Diesem Motto folgt das Grenzlandmuseum Schnackenburg und erinnert mit seiner Ausstellung an die 45 Jahre dauernde Teilung Deutschlands. Denn bis 1989 stieß man im Wendland in nord- und südöstlicher Richtung an die kaum überwindbare deutsch-deutsche Grenze. Die Stadt Schnackenburg, unmittelbar an der Elbe gelegen, war in besonderer Weise davon betroffen.
Das Museum ist zugleich Informations- und Dokumentationszentrum, aber auch Mahn- und Erinnerungsstätte. Unsere Dauerausstellung dokumentiert neben Uniformen, Ausrüstungsgegenständen, Waffen und Fahrzeugen auch zahlreiche Dokumente und Fotografien sowie Zeitzeugenberichte von diesseits und jenseits der ehemaligen Grenze.
Das Museum finanziert sich über Mitgliedsbeiträge des Fördervereins, Spenden und Eintrittsgelder.

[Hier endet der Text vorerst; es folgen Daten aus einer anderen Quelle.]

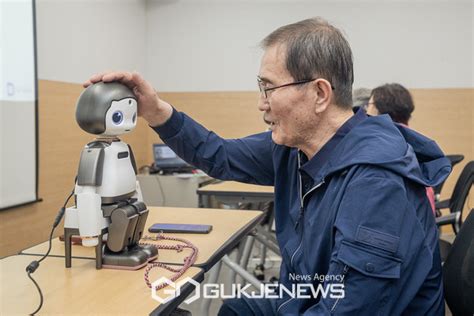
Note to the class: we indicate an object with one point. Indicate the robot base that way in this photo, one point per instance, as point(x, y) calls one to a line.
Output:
point(133, 258)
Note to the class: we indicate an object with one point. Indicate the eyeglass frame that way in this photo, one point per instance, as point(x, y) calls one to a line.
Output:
point(263, 90)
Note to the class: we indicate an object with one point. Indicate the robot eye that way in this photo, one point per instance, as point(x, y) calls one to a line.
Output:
point(117, 117)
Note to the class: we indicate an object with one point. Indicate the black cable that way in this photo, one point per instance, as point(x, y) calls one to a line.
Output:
point(31, 268)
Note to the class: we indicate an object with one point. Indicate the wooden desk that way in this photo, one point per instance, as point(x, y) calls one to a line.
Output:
point(229, 227)
point(235, 192)
point(82, 290)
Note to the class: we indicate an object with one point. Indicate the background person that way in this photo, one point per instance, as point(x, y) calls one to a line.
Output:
point(395, 100)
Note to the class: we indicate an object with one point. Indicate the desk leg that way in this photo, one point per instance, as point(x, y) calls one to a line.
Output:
point(242, 272)
point(213, 276)
point(244, 261)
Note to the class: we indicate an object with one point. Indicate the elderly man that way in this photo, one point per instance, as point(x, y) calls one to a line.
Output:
point(350, 203)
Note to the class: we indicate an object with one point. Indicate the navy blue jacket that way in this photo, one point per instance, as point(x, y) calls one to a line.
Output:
point(366, 216)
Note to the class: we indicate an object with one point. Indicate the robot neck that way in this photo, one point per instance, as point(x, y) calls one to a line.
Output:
point(107, 139)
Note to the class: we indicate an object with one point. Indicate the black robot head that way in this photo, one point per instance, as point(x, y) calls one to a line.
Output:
point(107, 109)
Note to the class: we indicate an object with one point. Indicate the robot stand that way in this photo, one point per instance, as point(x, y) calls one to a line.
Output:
point(121, 250)
point(68, 233)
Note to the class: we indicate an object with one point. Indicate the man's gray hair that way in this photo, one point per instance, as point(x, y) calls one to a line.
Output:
point(316, 49)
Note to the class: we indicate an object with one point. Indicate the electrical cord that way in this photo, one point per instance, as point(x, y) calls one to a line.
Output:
point(31, 268)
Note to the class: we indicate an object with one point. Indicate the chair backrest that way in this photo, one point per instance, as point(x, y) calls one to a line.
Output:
point(458, 271)
point(462, 188)
point(454, 159)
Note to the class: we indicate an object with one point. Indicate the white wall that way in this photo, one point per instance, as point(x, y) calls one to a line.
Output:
point(77, 38)
point(213, 45)
point(198, 45)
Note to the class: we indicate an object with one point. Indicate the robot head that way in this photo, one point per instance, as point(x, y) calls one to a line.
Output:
point(107, 109)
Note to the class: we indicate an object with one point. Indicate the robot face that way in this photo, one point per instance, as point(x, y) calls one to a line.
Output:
point(121, 117)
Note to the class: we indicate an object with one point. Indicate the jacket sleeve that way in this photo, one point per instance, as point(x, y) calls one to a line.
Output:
point(246, 159)
point(376, 240)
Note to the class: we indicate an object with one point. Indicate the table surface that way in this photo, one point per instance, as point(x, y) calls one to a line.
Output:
point(236, 188)
point(81, 290)
point(229, 226)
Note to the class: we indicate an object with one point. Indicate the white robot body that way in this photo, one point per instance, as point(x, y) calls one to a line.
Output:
point(118, 177)
point(108, 198)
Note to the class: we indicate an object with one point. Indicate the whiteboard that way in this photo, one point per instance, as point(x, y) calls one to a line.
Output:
point(18, 104)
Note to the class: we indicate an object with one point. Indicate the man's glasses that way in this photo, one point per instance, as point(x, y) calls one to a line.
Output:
point(264, 90)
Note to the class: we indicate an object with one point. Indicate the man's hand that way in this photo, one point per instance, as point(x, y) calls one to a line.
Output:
point(154, 110)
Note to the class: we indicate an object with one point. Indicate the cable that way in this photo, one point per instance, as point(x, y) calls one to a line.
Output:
point(31, 268)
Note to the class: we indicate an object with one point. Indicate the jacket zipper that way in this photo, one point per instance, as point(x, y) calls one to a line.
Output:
point(300, 216)
point(344, 272)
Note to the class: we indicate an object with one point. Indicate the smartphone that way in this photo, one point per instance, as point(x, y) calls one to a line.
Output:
point(180, 228)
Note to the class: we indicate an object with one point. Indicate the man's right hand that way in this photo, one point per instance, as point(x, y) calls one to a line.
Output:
point(154, 110)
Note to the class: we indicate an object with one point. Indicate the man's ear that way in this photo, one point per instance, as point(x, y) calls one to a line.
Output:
point(323, 95)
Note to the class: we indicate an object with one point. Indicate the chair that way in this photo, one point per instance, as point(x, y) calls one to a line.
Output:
point(454, 159)
point(458, 271)
point(455, 204)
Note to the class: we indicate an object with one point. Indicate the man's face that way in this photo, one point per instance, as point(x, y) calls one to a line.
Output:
point(287, 110)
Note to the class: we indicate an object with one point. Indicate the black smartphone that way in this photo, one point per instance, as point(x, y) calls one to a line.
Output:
point(180, 228)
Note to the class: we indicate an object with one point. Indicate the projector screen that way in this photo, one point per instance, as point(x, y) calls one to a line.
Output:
point(18, 104)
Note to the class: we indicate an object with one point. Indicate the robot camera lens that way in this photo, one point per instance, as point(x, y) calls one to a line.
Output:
point(117, 117)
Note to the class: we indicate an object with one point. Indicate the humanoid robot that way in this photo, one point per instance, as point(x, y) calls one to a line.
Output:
point(108, 198)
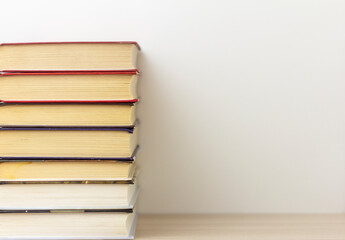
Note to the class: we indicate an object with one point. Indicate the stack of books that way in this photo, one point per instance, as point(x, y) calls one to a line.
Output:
point(68, 140)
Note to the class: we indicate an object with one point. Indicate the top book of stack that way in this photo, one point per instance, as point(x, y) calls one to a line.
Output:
point(70, 56)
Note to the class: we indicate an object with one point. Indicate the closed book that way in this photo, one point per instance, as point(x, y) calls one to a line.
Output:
point(110, 143)
point(68, 170)
point(67, 225)
point(94, 196)
point(68, 85)
point(68, 56)
point(75, 114)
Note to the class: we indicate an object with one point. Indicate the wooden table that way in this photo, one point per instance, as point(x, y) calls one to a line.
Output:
point(241, 227)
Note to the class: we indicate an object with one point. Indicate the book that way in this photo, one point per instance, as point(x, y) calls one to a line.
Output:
point(15, 197)
point(68, 56)
point(69, 85)
point(39, 171)
point(67, 225)
point(68, 143)
point(73, 114)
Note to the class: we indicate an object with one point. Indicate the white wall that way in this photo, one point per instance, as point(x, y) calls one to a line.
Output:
point(243, 102)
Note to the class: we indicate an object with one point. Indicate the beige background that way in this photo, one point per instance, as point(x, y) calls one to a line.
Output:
point(243, 102)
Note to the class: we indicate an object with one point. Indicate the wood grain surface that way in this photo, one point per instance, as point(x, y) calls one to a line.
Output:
point(241, 227)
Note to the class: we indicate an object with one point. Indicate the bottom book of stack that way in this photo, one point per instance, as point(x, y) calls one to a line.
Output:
point(75, 205)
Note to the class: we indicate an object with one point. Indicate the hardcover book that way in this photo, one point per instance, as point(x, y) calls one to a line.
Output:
point(68, 56)
point(95, 196)
point(69, 85)
point(67, 225)
point(68, 143)
point(72, 114)
point(68, 170)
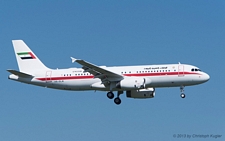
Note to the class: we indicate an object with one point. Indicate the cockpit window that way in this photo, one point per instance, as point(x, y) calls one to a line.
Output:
point(195, 69)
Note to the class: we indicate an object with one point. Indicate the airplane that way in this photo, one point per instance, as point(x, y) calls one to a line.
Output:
point(136, 81)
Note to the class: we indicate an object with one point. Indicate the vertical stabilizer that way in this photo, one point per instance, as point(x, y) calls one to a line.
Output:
point(27, 61)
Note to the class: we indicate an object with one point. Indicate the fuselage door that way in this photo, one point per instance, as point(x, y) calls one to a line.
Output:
point(48, 77)
point(180, 70)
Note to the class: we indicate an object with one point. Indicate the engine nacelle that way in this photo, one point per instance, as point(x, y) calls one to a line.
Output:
point(142, 93)
point(133, 83)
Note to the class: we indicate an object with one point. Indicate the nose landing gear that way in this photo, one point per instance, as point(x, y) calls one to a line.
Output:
point(117, 100)
point(182, 95)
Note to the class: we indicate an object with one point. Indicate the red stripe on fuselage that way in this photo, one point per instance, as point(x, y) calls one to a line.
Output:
point(136, 74)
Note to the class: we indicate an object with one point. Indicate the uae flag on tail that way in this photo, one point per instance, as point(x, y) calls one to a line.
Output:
point(26, 55)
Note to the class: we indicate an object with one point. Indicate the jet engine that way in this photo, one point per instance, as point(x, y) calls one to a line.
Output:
point(133, 83)
point(142, 93)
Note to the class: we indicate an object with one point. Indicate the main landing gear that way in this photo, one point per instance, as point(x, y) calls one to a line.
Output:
point(182, 95)
point(117, 100)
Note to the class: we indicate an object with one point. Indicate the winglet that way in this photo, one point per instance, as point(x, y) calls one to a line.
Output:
point(73, 59)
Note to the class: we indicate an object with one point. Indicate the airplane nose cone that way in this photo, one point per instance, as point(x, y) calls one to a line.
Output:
point(206, 77)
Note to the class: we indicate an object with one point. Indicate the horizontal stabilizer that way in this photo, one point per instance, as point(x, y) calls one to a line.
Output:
point(21, 74)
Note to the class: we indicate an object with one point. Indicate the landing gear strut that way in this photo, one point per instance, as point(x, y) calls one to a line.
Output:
point(110, 95)
point(117, 100)
point(182, 95)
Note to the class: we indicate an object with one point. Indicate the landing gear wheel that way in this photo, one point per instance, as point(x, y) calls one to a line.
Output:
point(182, 95)
point(117, 100)
point(110, 95)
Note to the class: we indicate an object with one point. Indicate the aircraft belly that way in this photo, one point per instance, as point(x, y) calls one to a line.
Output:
point(173, 81)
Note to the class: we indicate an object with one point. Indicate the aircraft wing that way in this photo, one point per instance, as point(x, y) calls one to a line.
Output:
point(21, 74)
point(99, 72)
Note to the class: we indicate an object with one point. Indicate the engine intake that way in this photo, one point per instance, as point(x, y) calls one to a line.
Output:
point(142, 93)
point(133, 83)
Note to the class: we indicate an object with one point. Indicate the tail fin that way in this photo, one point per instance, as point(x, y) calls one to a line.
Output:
point(27, 61)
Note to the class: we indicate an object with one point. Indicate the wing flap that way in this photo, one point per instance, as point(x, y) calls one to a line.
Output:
point(99, 72)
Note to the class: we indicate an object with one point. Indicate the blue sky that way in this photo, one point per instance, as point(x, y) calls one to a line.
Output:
point(113, 33)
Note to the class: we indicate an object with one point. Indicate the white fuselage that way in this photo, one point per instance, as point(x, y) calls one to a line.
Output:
point(168, 75)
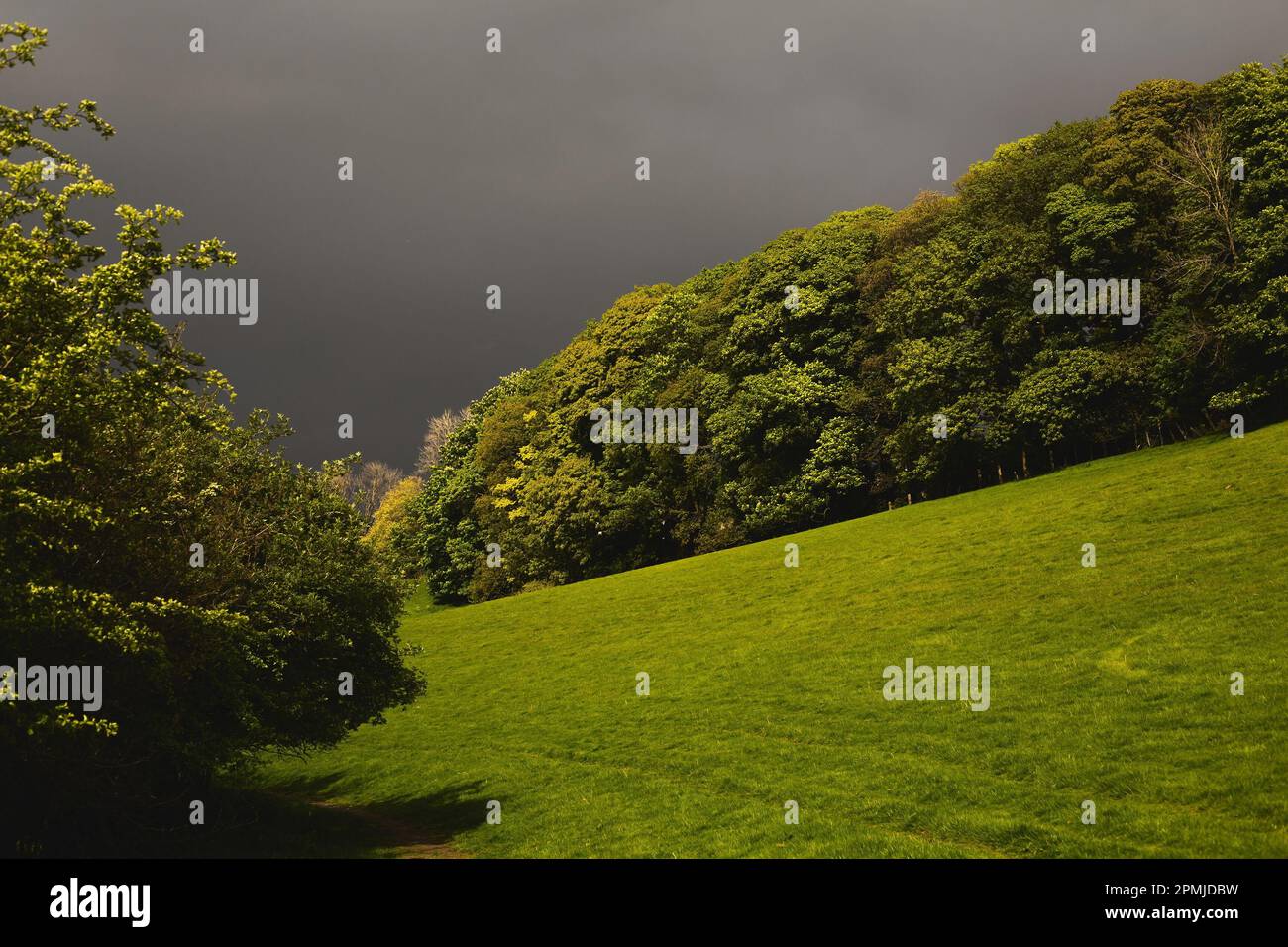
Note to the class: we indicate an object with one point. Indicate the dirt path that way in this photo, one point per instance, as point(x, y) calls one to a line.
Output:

Der Förderverein Grenzlandmuseum Schnackenburg e.V. wurde im Herbst 1994 gegründet. Initiiert wurde die Gründung durch den ehemaligen Samtgemeindedirektor Hans Borchardt, der auch den Vorsitz übernahm. Zu seinem Vorstand gehörten Ulrich Bethge als stellvertretender Vorsitzender, Veronica Buerner als Kassenführerin und Sabine Stappenbeck als Schriftwartin. Der Vorsitzende Hans Borchardt hatte in der Zeit nach der Grenzöffnung unzählige Exponate gesammelt, die an die deutsch-deutsche Teilung erinnerten und im geplanten Grenzlandmuseum ausgestellt werden konnten. Aber auch der Bundesgrenzschutz stellte einige Ausstellungsstücke zur Verfügung.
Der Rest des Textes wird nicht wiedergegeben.